Elektromobilität ohne Ideologie

Dieser Artikel ist keine Abrechnung mit Elektromobilität. Er ist auch kein Versuch, eine technologische Entwicklung schlechtzureden, die für viele Menschen im Alltag durchaus funktioniert. Ich schreibe diesen Text, weil mir in den letzten Jahren immer deutlicher geworden ist, dass zwischen politischer Erzählung, öffentlicher Wahrnehmung und physikalischer Realität eine Lücke entstanden ist, über die kaum noch gesprochen wird. Und ich schreibe ihn gerade nicht aus der Perspektive eines Außenstehenden. Ich fahre selbst seit Jahren einen Plug-in-Hybrid. Ich kenne das elektrische Fahren aus eigener Erfahrung, nicht aus Broschüren oder Talkshows. Ich weiß, wie angenehm es ist, lautlos durch die Stadt zu gleiten, wie direkt die Leistungsentfaltung ist, wie entspannt sich vieles anfühlt.

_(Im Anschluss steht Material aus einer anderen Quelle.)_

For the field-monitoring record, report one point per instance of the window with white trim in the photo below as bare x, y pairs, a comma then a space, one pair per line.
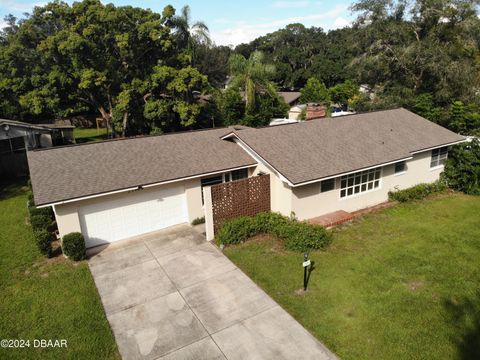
400, 167
327, 185
359, 182
439, 157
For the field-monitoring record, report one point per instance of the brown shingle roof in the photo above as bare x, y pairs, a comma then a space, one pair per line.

Wer einmal regelmäßig elektrisch gefahren ist, versteht sehr schnell, warum diese Antriebsform emotional überzeugt. Daran gibt es nichts kleinzureden.

Gerade deshalb halte ich es für notwendig, einen Schritt zurückzutreten und nüchtern zu fragen: Was leisten diese Fahrzeuge tatsächlich – und zu welchem Preis, systemisch betrachtet?